Let's see what's going on in Washington. Congress has a month-long vacation coming up -- well deserved -- but House Republicans are being pressured to use their time off to reach out to women, young people and minorities. So they all got together and decided to go to a Selena Gomez concert.

I don't know what to make of this. It's rumored that AMC's show "The Walking Dead" is adding a zombie baby to the cast for next season. That's right, a drooling, hungry creature that can't talk or listen to reason - yeah, most people just call that "a baby."

I just saw that "Celebrity Wife Swap" over on ABC, was just renewed for a third season. Or as Anthony Weiner's wife put it, "No."

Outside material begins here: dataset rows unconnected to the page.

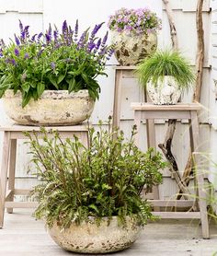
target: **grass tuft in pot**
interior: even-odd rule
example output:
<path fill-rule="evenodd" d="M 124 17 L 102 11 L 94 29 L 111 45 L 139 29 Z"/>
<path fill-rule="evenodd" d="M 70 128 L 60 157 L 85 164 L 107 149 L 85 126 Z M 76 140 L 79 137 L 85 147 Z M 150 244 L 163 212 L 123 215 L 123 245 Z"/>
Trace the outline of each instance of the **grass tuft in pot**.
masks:
<path fill-rule="evenodd" d="M 158 82 L 169 76 L 183 91 L 189 88 L 195 80 L 190 63 L 179 52 L 173 50 L 157 51 L 138 66 L 136 74 L 144 87 L 149 82 L 158 87 Z"/>
<path fill-rule="evenodd" d="M 110 120 L 107 125 L 88 128 L 89 147 L 76 136 L 63 141 L 55 131 L 41 129 L 42 141 L 27 134 L 41 180 L 33 192 L 40 203 L 35 215 L 48 227 L 58 223 L 64 229 L 90 217 L 100 225 L 103 217 L 109 223 L 112 216 L 123 227 L 127 216 L 143 226 L 154 218 L 141 192 L 161 183 L 162 156 L 152 148 L 143 153 L 134 145 L 135 126 L 125 141 L 122 132 L 112 130 Z"/>

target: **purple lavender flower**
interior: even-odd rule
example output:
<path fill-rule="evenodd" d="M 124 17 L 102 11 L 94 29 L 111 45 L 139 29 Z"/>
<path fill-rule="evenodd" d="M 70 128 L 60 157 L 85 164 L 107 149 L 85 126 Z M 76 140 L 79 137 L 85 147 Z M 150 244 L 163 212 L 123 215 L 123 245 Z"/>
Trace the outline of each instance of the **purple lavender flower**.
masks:
<path fill-rule="evenodd" d="M 94 48 L 95 48 L 96 44 L 94 42 L 91 42 L 88 44 L 88 52 L 90 52 Z"/>
<path fill-rule="evenodd" d="M 42 37 L 42 35 L 43 35 L 42 32 L 39 33 L 39 35 L 38 35 L 38 41 L 40 40 L 40 38 Z"/>
<path fill-rule="evenodd" d="M 103 23 L 104 22 L 95 26 L 93 31 L 91 32 L 90 40 L 95 38 L 96 34 L 97 33 L 98 29 L 102 27 Z"/>
<path fill-rule="evenodd" d="M 22 80 L 23 82 L 25 82 L 26 78 L 27 78 L 27 74 L 24 73 L 24 74 L 21 76 L 21 80 Z"/>
<path fill-rule="evenodd" d="M 78 36 L 78 19 L 76 19 L 75 27 L 74 27 L 74 41 L 77 41 Z"/>
<path fill-rule="evenodd" d="M 99 46 L 101 44 L 101 39 L 99 39 L 97 42 L 97 45 L 96 45 L 96 50 L 98 50 Z"/>
<path fill-rule="evenodd" d="M 20 34 L 20 39 L 21 39 L 22 41 L 25 41 L 25 31 L 24 30 Z"/>
<path fill-rule="evenodd" d="M 104 36 L 103 41 L 102 41 L 102 44 L 101 44 L 102 48 L 106 45 L 106 42 L 107 42 L 107 40 L 108 40 L 108 32 L 107 31 L 107 33 Z"/>
<path fill-rule="evenodd" d="M 25 37 L 26 38 L 29 38 L 29 26 L 26 26 L 24 28 L 24 32 L 25 32 Z"/>
<path fill-rule="evenodd" d="M 54 37 L 54 41 L 57 41 L 57 38 L 58 38 L 58 30 L 57 29 L 55 29 L 53 31 L 53 37 Z"/>
<path fill-rule="evenodd" d="M 48 34 L 49 34 L 49 35 L 50 35 L 50 37 L 51 38 L 51 34 L 52 34 L 52 28 L 51 28 L 51 23 L 49 23 Z"/>
<path fill-rule="evenodd" d="M 20 19 L 19 19 L 19 29 L 20 29 L 20 33 L 22 33 L 23 32 L 23 24 Z"/>
<path fill-rule="evenodd" d="M 15 34 L 15 41 L 16 41 L 17 45 L 20 44 L 19 39 L 17 37 L 16 34 Z"/>
<path fill-rule="evenodd" d="M 16 63 L 15 59 L 10 60 L 10 63 L 11 63 L 13 65 L 17 65 L 17 63 Z"/>
<path fill-rule="evenodd" d="M 29 59 L 29 53 L 25 53 L 25 55 L 24 55 L 24 59 L 26 60 L 26 59 Z"/>
<path fill-rule="evenodd" d="M 31 37 L 31 41 L 36 41 L 36 36 L 37 36 L 38 34 L 34 34 L 32 37 Z"/>
<path fill-rule="evenodd" d="M 46 40 L 47 43 L 50 43 L 51 41 L 51 36 L 49 34 L 45 34 L 45 40 Z"/>
<path fill-rule="evenodd" d="M 67 25 L 66 20 L 64 20 L 63 23 L 63 27 L 62 27 L 63 35 L 67 33 L 67 31 L 68 31 L 68 25 Z"/>
<path fill-rule="evenodd" d="M 56 67 L 56 64 L 52 62 L 52 63 L 51 64 L 51 69 L 54 70 L 55 67 Z"/>
<path fill-rule="evenodd" d="M 19 51 L 17 48 L 15 48 L 15 55 L 18 56 L 19 55 Z"/>
<path fill-rule="evenodd" d="M 78 48 L 82 48 L 86 41 L 86 36 L 87 30 L 84 31 L 78 41 L 77 46 Z"/>

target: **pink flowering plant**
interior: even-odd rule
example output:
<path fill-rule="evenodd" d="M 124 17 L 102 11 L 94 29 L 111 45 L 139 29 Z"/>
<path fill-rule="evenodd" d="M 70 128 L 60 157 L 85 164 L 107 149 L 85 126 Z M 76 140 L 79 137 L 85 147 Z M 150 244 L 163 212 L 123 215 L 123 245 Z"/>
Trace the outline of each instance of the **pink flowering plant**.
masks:
<path fill-rule="evenodd" d="M 161 29 L 161 19 L 148 8 L 121 8 L 109 17 L 108 26 L 120 33 L 149 34 Z"/>
<path fill-rule="evenodd" d="M 78 35 L 78 21 L 74 29 L 64 21 L 59 31 L 50 25 L 45 33 L 29 35 L 29 26 L 19 21 L 20 35 L 8 45 L 0 41 L 0 98 L 6 89 L 22 94 L 22 106 L 37 100 L 44 90 L 87 89 L 98 99 L 97 76 L 104 73 L 106 62 L 114 50 L 107 45 L 108 32 L 97 37 L 103 23 Z"/>

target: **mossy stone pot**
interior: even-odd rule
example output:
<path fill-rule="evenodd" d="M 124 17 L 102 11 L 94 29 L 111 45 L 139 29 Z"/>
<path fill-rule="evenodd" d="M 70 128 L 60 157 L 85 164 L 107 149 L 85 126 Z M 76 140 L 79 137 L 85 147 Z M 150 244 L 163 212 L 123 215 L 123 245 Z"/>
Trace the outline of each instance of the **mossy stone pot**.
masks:
<path fill-rule="evenodd" d="M 38 100 L 22 108 L 21 92 L 6 90 L 3 97 L 6 114 L 24 125 L 74 125 L 91 115 L 95 101 L 87 90 L 45 90 Z"/>
<path fill-rule="evenodd" d="M 153 85 L 150 81 L 146 89 L 150 99 L 156 105 L 175 105 L 182 92 L 171 76 L 165 76 L 162 79 L 158 79 L 157 85 Z"/>
<path fill-rule="evenodd" d="M 154 53 L 157 47 L 156 33 L 134 34 L 112 31 L 115 56 L 120 65 L 136 65 Z"/>
<path fill-rule="evenodd" d="M 113 216 L 110 223 L 104 217 L 97 226 L 95 220 L 80 225 L 72 223 L 63 230 L 54 223 L 48 231 L 52 239 L 63 249 L 79 253 L 108 253 L 130 247 L 139 237 L 142 227 L 127 217 L 126 227 L 118 224 Z"/>

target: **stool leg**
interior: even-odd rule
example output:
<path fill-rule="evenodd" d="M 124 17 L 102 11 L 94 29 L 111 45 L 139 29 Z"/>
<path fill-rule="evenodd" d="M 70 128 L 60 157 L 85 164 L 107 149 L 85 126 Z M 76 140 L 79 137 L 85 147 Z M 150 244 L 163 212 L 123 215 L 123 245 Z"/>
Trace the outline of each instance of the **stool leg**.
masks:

Oh man. You know how sports teams come out with these calendars with all their players? Well, New England Patriots fans were shocked today when they found out this month's player on their calendar is Aaron Hernandez, who's currently in prison for murder. Of course, that explains why his cell mate is now calling him "Miss August."

Here's some news from overseas. Kim Jong Un says he's building a new 200-million-dollar international airport. Though it'll be little awkward when he shows up, and they're like, "Hey there, are you traveling without a grown-up?"

Check this out. The Washington's National Zoo says that their giant panda might be pregnant. But they said they really have no way of knowing for sure. Then I was like, "Duh - just offer her a glass of wine and see if she takes it."

Jimmy Fallon Monologue 8.2.13

Welcome to Late Night with Jimmy Fallon! Here's what people are talking about. You guessed it - Anthony Weiner. Here's the latest. Yesterday, in an interview with the Spanish-language channel Univision, Anthony Weiner said he created the online name "Carlos Danger" as a joke. Weiner was like, "Come on - what's funnier than the name Carlos Danger?" And they were like, "Uh...Anthony Weiner?"

Hey, I want to wish a Happy early Birthday to President Obama, who turns 52 on Sunday. Yep, his friends and family are planning a big party - or as Biden put it, "But no clowns, right?"

This is big you guys. Here's some giant news for stoners everywhere. Taco Bell announced that it will launch another Doritos Locos taco flavor at the end of August. It makes sense they'd do it around Labor Day, cuz you don't want to be wearing white pants after eating a Doritos Locos taco.

Oh I think this is great. I just saw that the NFL is about to get its first full-time female referee. It'll be a little different though, cuz when a player asks her what he did wrong, she says, "Oh, you know what you did."

Justin Bieber's back in the news, acting crazy again. Did you hear about this one? During one of his concerts the other day, a fan threw her iPhone on the stage, and so he did what anyone would do. He took the phone and shoved it down the front of his pants. After he did that, Anthony Weiner was like, "Son?"

Hey here's some good news about the economy. Amazon says it's gonna hire at least five thousand new employees. They were originally gonna hire only four thousand, but realized if they added a few more, they got free shipping.